El Arde París salta a los titulares. En los países pobres, la subida del pan o el arroz provocan estallidos de cólera; en Francia, país símbolo de la prosperidad del Primer Mundo, con una protección social envidiable, la primera mecha fue hace un mes el incremento de los impuestos del gasoil.
Al combustible inicial se une un cierto hartazgo de un presidente que había hecho saltar por los aires el tradicional bipartidismo izquierda-derecha a favor de un reformismo centrista y una posición europeísta. Hoy, Macron es detestado por la mayoría como el presidente de los ricos, altivo e incapaz de entender cómo viven, malviven, amplios sectores perdedores del sistema.
Las revueltas callejeras son casi un deporte nacional francés; se suceden cuando los Gobiernos pretenden reformar un país estatista y muy corporativo. Hace medio siglo, los franceses, según un famoso artículo de Le Monde, “se aburrían”, sumidos en un bienestar adormecedor. Dos meses después saltó la chispa del Mayo de 1968.

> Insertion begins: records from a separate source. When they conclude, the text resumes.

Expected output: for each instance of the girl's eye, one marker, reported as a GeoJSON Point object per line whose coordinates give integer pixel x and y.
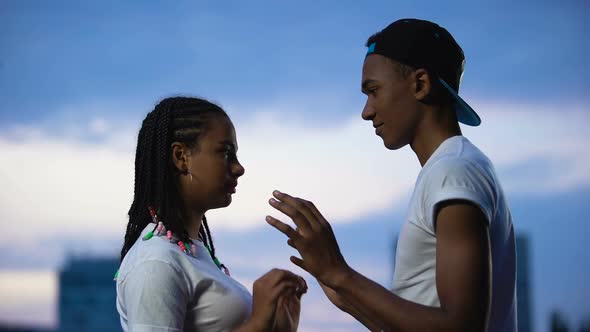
{"type": "Point", "coordinates": [230, 154]}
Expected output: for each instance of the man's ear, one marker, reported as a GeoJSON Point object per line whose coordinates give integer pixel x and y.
{"type": "Point", "coordinates": [422, 85]}
{"type": "Point", "coordinates": [180, 154]}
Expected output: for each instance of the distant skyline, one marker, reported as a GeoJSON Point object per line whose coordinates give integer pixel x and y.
{"type": "Point", "coordinates": [77, 79]}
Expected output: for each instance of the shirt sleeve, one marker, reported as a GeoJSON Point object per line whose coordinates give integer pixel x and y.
{"type": "Point", "coordinates": [458, 179]}
{"type": "Point", "coordinates": [156, 297]}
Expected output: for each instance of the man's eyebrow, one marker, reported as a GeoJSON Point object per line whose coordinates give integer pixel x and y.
{"type": "Point", "coordinates": [366, 83]}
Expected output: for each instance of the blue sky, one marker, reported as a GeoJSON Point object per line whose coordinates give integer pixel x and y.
{"type": "Point", "coordinates": [77, 79]}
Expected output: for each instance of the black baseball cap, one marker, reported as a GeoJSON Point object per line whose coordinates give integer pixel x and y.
{"type": "Point", "coordinates": [424, 44]}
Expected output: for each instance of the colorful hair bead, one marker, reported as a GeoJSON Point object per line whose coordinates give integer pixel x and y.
{"type": "Point", "coordinates": [148, 235]}
{"type": "Point", "coordinates": [181, 245]}
{"type": "Point", "coordinates": [153, 214]}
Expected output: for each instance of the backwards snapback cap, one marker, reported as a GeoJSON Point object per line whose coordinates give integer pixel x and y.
{"type": "Point", "coordinates": [423, 44]}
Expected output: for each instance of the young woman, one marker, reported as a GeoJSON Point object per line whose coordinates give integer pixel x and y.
{"type": "Point", "coordinates": [170, 278]}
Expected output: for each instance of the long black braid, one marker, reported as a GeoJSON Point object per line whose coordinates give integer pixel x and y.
{"type": "Point", "coordinates": [177, 119]}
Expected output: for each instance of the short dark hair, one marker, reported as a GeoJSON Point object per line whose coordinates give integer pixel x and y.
{"type": "Point", "coordinates": [400, 68]}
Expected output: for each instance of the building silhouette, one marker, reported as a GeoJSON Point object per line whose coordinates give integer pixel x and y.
{"type": "Point", "coordinates": [87, 295]}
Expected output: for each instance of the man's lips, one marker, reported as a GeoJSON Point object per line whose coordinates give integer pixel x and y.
{"type": "Point", "coordinates": [231, 186]}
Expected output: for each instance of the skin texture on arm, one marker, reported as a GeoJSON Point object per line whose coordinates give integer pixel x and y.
{"type": "Point", "coordinates": [463, 269]}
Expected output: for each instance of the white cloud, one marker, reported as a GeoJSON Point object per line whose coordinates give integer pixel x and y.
{"type": "Point", "coordinates": [58, 185]}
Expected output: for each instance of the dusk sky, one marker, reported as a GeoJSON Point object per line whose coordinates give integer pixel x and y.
{"type": "Point", "coordinates": [77, 79]}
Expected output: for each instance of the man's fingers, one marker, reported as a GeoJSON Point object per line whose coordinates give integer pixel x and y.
{"type": "Point", "coordinates": [282, 227]}
{"type": "Point", "coordinates": [298, 261]}
{"type": "Point", "coordinates": [293, 207]}
{"type": "Point", "coordinates": [318, 216]}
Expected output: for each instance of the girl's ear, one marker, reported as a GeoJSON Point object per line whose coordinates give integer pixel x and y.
{"type": "Point", "coordinates": [180, 154]}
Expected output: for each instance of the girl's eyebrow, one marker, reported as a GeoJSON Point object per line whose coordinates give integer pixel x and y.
{"type": "Point", "coordinates": [230, 144]}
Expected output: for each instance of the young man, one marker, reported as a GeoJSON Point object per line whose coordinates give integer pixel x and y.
{"type": "Point", "coordinates": [455, 263]}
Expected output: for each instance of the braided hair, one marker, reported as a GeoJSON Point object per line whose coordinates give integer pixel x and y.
{"type": "Point", "coordinates": [176, 119]}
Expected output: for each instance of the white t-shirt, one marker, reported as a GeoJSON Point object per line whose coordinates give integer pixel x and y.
{"type": "Point", "coordinates": [160, 288]}
{"type": "Point", "coordinates": [457, 170]}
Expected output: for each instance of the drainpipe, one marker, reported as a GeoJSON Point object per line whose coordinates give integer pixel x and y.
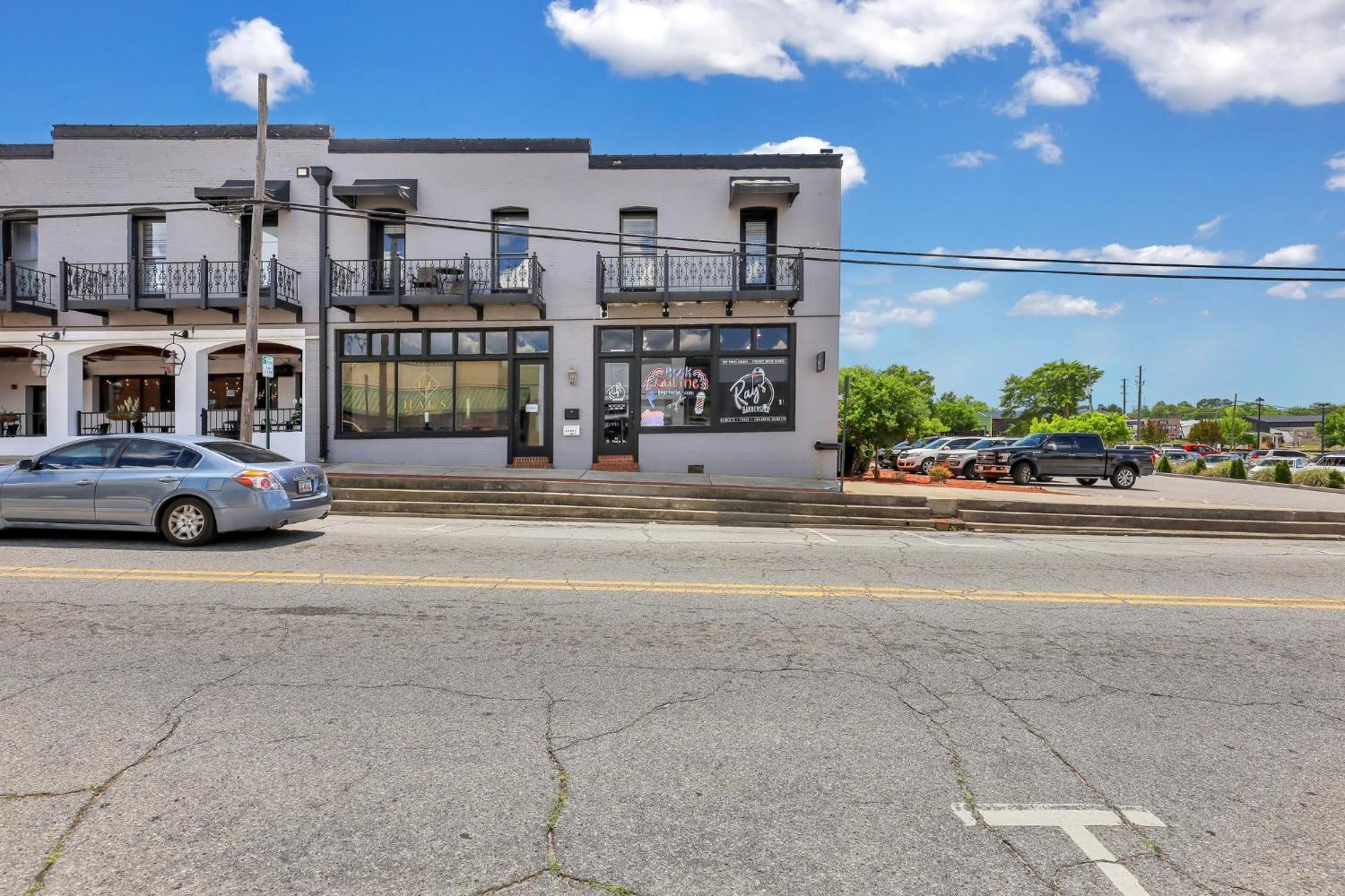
{"type": "Point", "coordinates": [323, 175]}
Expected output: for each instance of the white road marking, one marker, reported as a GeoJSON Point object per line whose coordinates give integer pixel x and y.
{"type": "Point", "coordinates": [1075, 821]}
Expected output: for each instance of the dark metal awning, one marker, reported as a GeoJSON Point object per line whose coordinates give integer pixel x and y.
{"type": "Point", "coordinates": [747, 188]}
{"type": "Point", "coordinates": [403, 190]}
{"type": "Point", "coordinates": [233, 192]}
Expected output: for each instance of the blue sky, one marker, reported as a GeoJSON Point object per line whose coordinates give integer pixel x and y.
{"type": "Point", "coordinates": [1156, 135]}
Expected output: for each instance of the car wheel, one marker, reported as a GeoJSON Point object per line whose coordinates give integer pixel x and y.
{"type": "Point", "coordinates": [188, 522]}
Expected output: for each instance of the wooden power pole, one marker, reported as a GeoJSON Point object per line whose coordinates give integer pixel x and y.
{"type": "Point", "coordinates": [259, 217]}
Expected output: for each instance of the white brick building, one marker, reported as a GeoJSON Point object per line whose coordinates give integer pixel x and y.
{"type": "Point", "coordinates": [439, 323]}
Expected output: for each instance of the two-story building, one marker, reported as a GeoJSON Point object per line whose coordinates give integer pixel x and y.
{"type": "Point", "coordinates": [432, 302]}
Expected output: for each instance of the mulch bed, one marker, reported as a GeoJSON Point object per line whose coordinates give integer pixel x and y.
{"type": "Point", "coordinates": [894, 478]}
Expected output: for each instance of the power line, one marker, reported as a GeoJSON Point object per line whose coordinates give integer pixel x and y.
{"type": "Point", "coordinates": [427, 221]}
{"type": "Point", "coordinates": [626, 240]}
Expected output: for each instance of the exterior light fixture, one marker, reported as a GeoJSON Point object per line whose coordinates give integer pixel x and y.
{"type": "Point", "coordinates": [174, 354]}
{"type": "Point", "coordinates": [41, 356]}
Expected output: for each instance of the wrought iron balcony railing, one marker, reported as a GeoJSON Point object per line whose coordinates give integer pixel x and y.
{"type": "Point", "coordinates": [28, 290]}
{"type": "Point", "coordinates": [436, 282]}
{"type": "Point", "coordinates": [102, 287]}
{"type": "Point", "coordinates": [700, 278]}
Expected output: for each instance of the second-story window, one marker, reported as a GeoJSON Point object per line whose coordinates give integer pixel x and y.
{"type": "Point", "coordinates": [151, 255]}
{"type": "Point", "coordinates": [513, 266]}
{"type": "Point", "coordinates": [640, 266]}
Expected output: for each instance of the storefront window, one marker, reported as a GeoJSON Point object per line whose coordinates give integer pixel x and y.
{"type": "Point", "coordinates": [426, 396]}
{"type": "Point", "coordinates": [675, 392]}
{"type": "Point", "coordinates": [482, 396]}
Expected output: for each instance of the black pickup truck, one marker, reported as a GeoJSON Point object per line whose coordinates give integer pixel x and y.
{"type": "Point", "coordinates": [1065, 454]}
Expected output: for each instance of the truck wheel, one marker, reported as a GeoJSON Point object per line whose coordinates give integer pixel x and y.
{"type": "Point", "coordinates": [1124, 478]}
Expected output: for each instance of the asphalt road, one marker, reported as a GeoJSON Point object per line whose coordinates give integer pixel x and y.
{"type": "Point", "coordinates": [428, 706]}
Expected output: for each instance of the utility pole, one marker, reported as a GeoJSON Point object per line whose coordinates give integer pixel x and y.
{"type": "Point", "coordinates": [259, 216]}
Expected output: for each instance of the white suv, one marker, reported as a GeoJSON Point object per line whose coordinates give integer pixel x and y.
{"type": "Point", "coordinates": [923, 459]}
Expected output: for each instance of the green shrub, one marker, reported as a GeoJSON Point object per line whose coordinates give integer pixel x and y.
{"type": "Point", "coordinates": [1320, 478]}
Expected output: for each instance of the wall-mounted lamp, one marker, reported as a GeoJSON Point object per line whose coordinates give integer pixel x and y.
{"type": "Point", "coordinates": [41, 356]}
{"type": "Point", "coordinates": [174, 354]}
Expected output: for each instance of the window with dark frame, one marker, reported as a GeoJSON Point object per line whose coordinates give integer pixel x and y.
{"type": "Point", "coordinates": [730, 378]}
{"type": "Point", "coordinates": [431, 382]}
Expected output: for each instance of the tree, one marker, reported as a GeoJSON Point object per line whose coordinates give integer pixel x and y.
{"type": "Point", "coordinates": [1206, 432]}
{"type": "Point", "coordinates": [960, 413]}
{"type": "Point", "coordinates": [886, 405]}
{"type": "Point", "coordinates": [1152, 434]}
{"type": "Point", "coordinates": [1335, 431]}
{"type": "Point", "coordinates": [1112, 427]}
{"type": "Point", "coordinates": [1234, 428]}
{"type": "Point", "coordinates": [1056, 388]}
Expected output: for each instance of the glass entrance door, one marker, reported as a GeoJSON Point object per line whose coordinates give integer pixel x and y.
{"type": "Point", "coordinates": [531, 413]}
{"type": "Point", "coordinates": [618, 405]}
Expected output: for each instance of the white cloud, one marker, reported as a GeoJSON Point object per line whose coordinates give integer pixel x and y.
{"type": "Point", "coordinates": [1202, 54]}
{"type": "Point", "coordinates": [1338, 165]}
{"type": "Point", "coordinates": [852, 170]}
{"type": "Point", "coordinates": [237, 57]}
{"type": "Point", "coordinates": [1070, 84]}
{"type": "Point", "coordinates": [1044, 143]}
{"type": "Point", "coordinates": [769, 38]}
{"type": "Point", "coordinates": [1297, 256]}
{"type": "Point", "coordinates": [1210, 228]}
{"type": "Point", "coordinates": [1291, 290]}
{"type": "Point", "coordinates": [860, 326]}
{"type": "Point", "coordinates": [946, 296]}
{"type": "Point", "coordinates": [969, 159]}
{"type": "Point", "coordinates": [1052, 304]}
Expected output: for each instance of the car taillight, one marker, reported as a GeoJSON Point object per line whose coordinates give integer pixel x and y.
{"type": "Point", "coordinates": [259, 481]}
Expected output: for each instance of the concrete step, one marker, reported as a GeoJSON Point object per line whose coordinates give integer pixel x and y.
{"type": "Point", "coordinates": [412, 498]}
{"type": "Point", "coordinates": [1204, 521]}
{"type": "Point", "coordinates": [563, 512]}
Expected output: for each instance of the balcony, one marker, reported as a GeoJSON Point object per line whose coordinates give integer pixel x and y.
{"type": "Point", "coordinates": [28, 290]}
{"type": "Point", "coordinates": [728, 278]}
{"type": "Point", "coordinates": [419, 283]}
{"type": "Point", "coordinates": [167, 286]}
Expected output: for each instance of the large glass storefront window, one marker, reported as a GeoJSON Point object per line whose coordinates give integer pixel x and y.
{"type": "Point", "coordinates": [431, 382]}
{"type": "Point", "coordinates": [697, 377]}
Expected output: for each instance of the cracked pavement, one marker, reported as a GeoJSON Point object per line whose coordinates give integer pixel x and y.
{"type": "Point", "coordinates": [236, 736]}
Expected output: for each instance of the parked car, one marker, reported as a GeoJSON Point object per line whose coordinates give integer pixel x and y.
{"type": "Point", "coordinates": [188, 487]}
{"type": "Point", "coordinates": [962, 462]}
{"type": "Point", "coordinates": [1065, 454]}
{"type": "Point", "coordinates": [925, 459]}
{"type": "Point", "coordinates": [1269, 463]}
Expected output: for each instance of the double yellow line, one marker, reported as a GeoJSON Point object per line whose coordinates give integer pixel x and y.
{"type": "Point", "coordinates": [634, 587]}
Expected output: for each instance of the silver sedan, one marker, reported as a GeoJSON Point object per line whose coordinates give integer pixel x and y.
{"type": "Point", "coordinates": [188, 487]}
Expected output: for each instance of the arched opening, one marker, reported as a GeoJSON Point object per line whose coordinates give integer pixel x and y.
{"type": "Point", "coordinates": [280, 399]}
{"type": "Point", "coordinates": [126, 389]}
{"type": "Point", "coordinates": [24, 395]}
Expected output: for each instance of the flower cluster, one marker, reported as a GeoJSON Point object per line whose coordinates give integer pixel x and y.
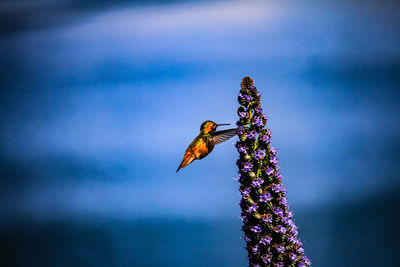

Devino en una revolución contra toda autoridad. El prohibido prohibir. La utopía, la playa, estaba bajo los adoquines del Barrio Latino. Los estudiantes lograron el apoyo de los obreros, al principio escépticos. Trataban de echar del poder al general De Gaulle, casi lo consiguieron. A finales de 2018, surge la chusca idea de poner al general De Villiers, exjefe del Estado Mayor, cesado por Macron, en la presidencia.
La revuelta de los chalecos amarillos no tiene padre ni líderes identificables. La situación económica y social de Francia no merece una respuesta de esta intensidad y violencia. Ni siquiera la torpeza política de Macron, su personalidad tecnocrática o su gestión justifican un estallido revolucionario.